Ideally, all APIs should have similar authentication and access controls, and only authenticated access is allowed. Although this cannot defend against internal threats, social engineering, and 0-day attacks, it will significantly increase the threshold of attacks, making the cost high and indiscriminate attacks impossible.
For attackers, when the ROI (Return on Investment) becomes unreasonable, they will immediately turn around and look for other easy-to-break targets.
Based on the ideas of defense in depth and allowlisting, a “zero trust” security framework has gradually evolved, hoping to solve network security problems once and for all.
Is Zero Trust the Silver Bullet for API Security?
What is Zero Trust? Put simply: there is no trusted client in the system, so you will need to verify your identity everywhere.
Whether it is an external request or internal access, a bastion or a springboard, a mobile phone or a PC, an ordinary employee or a CEO, none can be trusted. Access to systems and APIs is allowed only after authentication.
It seems that there are no loopholes except that it is troublesome to verify the identity everywhere. So is zero trust the silver bullet for cybersecurity?
Simply put: no, zero trust is not a silver bullet.

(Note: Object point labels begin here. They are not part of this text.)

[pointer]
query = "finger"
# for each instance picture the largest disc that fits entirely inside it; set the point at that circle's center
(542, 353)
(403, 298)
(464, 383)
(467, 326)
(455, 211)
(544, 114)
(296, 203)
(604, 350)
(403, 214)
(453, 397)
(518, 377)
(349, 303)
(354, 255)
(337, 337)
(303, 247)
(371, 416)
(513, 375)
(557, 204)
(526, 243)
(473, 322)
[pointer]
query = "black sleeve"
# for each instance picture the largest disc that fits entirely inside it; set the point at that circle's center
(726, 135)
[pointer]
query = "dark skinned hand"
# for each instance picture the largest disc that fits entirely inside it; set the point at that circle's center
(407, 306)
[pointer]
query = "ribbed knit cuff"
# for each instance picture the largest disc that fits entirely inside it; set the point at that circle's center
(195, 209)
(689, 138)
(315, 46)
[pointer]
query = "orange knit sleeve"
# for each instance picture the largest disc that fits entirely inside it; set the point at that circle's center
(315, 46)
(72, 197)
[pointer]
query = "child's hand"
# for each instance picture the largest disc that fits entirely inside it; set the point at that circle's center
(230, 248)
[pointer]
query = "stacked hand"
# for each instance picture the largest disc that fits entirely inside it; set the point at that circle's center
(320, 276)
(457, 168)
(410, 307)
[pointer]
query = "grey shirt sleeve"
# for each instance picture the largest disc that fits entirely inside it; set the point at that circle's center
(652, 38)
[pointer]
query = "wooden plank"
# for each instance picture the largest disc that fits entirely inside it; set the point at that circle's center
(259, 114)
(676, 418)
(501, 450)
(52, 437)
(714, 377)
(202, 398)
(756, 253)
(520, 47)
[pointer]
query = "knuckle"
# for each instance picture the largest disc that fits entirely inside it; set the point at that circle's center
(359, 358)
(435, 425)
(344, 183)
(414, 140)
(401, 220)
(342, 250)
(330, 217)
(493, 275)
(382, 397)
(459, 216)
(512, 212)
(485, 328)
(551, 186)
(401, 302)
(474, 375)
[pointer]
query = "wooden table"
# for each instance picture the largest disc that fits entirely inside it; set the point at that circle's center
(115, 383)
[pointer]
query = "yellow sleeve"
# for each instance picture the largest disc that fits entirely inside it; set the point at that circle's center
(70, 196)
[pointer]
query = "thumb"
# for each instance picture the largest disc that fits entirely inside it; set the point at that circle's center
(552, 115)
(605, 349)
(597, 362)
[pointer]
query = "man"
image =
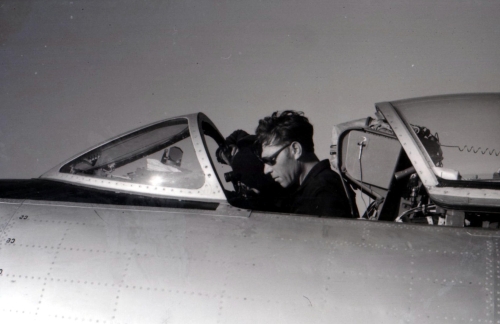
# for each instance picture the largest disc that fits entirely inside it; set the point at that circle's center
(254, 190)
(288, 155)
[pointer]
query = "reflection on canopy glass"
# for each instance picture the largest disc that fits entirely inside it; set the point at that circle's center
(466, 131)
(160, 155)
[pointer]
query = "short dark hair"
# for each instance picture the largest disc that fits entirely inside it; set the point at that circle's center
(286, 127)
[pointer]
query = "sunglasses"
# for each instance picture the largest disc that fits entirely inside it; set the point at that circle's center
(271, 160)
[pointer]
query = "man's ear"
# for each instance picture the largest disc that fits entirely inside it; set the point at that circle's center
(296, 150)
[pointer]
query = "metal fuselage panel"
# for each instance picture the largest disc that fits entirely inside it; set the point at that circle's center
(79, 262)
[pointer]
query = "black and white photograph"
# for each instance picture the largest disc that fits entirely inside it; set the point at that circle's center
(254, 161)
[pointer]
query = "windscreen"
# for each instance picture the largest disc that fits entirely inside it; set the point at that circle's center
(159, 155)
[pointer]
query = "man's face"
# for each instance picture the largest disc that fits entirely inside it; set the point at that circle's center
(285, 167)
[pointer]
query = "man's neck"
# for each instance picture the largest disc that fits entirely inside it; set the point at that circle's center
(307, 166)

Zero trust is a comprehensive security framework and strategy. It requires adding strict and unified identity authentication systems to all terminals, BYODs (Bring Your Own Devices), servers, APIs, microservices, data storage, and internal services. Think of zero trust as a safety air cushion. We can understand the zero trust model by using the Wooden Bucket Theory, which states that a wooden bucket can only hold as much water as its shortest plank. Translating this to security, our defenses are only as good as our weakest spot. This implies that the hacker will always attack the weakest part. If the bucket leaks, it doesn’t matter how much water it could hold. However, we also can’t say, “90% coverage of a zero trust model is not substantially better than 0% coverage” because the measures can increase the cost of hackers’ attacks. If we can realize 90% coverage of a zero trust model, then almost 80%-90% of vicious attacks could be intercepted.
The implementation of zero trust is complicated. Imagine adding identification equipment in all transportation hubs, such as airports and high-speed railways. It is incredibly costly in terms of time and money.

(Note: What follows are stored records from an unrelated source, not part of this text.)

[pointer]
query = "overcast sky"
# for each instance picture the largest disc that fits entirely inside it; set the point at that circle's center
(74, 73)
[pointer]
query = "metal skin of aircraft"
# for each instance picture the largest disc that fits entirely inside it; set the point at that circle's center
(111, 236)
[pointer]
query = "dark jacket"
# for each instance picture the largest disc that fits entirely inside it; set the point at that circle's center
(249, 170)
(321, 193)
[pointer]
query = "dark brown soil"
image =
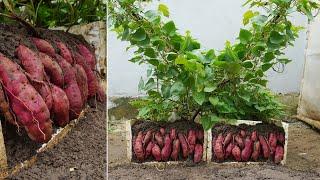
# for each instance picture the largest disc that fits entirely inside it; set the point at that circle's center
(80, 155)
(180, 126)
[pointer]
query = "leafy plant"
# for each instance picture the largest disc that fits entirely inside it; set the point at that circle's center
(43, 13)
(230, 84)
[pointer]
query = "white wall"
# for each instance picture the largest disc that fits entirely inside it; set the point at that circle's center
(212, 22)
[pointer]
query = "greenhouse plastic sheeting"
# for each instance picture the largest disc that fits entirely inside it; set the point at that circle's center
(309, 103)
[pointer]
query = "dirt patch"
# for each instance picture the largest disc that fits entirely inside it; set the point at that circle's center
(80, 155)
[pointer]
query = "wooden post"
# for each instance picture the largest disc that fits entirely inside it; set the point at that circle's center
(3, 156)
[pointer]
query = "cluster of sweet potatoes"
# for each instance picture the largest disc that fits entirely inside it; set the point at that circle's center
(166, 145)
(248, 146)
(46, 84)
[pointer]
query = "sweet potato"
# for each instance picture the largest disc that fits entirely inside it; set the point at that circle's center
(247, 150)
(92, 79)
(272, 143)
(89, 57)
(156, 152)
(27, 104)
(256, 150)
(166, 150)
(5, 108)
(71, 87)
(64, 52)
(279, 153)
(198, 151)
(34, 67)
(236, 153)
(149, 149)
(138, 148)
(159, 139)
(191, 140)
(229, 150)
(200, 135)
(147, 137)
(60, 109)
(242, 133)
(52, 69)
(218, 148)
(44, 46)
(162, 131)
(175, 149)
(254, 136)
(239, 141)
(227, 139)
(264, 147)
(101, 94)
(173, 134)
(82, 82)
(184, 145)
(280, 138)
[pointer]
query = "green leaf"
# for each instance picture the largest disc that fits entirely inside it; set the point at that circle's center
(163, 9)
(170, 28)
(209, 88)
(245, 36)
(268, 57)
(276, 37)
(141, 84)
(177, 88)
(265, 67)
(214, 100)
(139, 35)
(247, 64)
(199, 97)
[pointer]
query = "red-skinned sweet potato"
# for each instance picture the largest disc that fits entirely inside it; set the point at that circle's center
(162, 131)
(184, 145)
(191, 140)
(92, 79)
(229, 150)
(175, 149)
(280, 138)
(89, 57)
(218, 148)
(256, 150)
(200, 135)
(64, 52)
(247, 150)
(227, 139)
(239, 141)
(279, 153)
(236, 153)
(27, 104)
(44, 46)
(272, 143)
(138, 147)
(82, 82)
(198, 151)
(34, 67)
(264, 146)
(159, 139)
(60, 109)
(173, 134)
(147, 137)
(156, 152)
(254, 136)
(166, 150)
(71, 87)
(52, 69)
(149, 149)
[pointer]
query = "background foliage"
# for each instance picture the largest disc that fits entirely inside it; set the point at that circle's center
(52, 13)
(188, 80)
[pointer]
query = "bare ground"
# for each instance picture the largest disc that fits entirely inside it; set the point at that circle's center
(303, 158)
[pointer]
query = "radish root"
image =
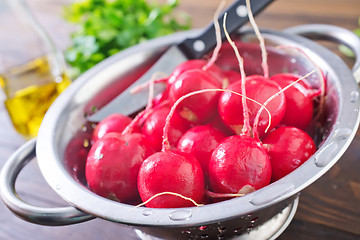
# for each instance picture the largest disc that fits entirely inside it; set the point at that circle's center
(218, 37)
(166, 144)
(264, 64)
(246, 128)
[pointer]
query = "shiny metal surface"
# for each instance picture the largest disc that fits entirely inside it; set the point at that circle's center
(66, 116)
(39, 215)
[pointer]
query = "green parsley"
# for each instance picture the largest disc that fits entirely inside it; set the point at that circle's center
(105, 27)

In a large enterprise, there will be hundreds of systems, tens of thousands of APIs and microservices, and hundreds of thousands of clients. It takes great effort and cost to build a complete zero-trust system. Therefore, zero trust is mainly implemented in government, military, and large enterprises. For most enterprises, it is wiser to learn from the idea of zero trust and build a security defense system with a higher ROI.
There are two core components of Zero Trust:
- Identity and Access Management
- API Gateway with integrated security
The focus on these two components can make the implementation of zero trust more realistic.
Note here that zero trust is not flawless. Zero-trust solutions cannot fully defend against zero-day or social engineering attacks, although they can greatly reduce the blast radius of those attacks.
However, security is a never-ending game of cat and mouse because attackers are always hoping to find means to acquire high-value digital assets or to achieve their destructive outcomes. Defense alone cannot avoid the attacker’s guns and arrows.
Consequently, it is also necessary to improve the security awareness of developers and reduce exposure to vulnerable surfaces as much as possible.
Developers stand in the middle of code and application. On the left is the “code”, while on the right is the “application”. Hence we need to pay more attention to the left side as the code is the root of all the problems. We should adopt the “shift left” method, which means a DevOps team needs to guarantee application security at the earliest stages in the development lifecycle. The vulnerable exposure can be significantly reduced if the developers improve their security awareness.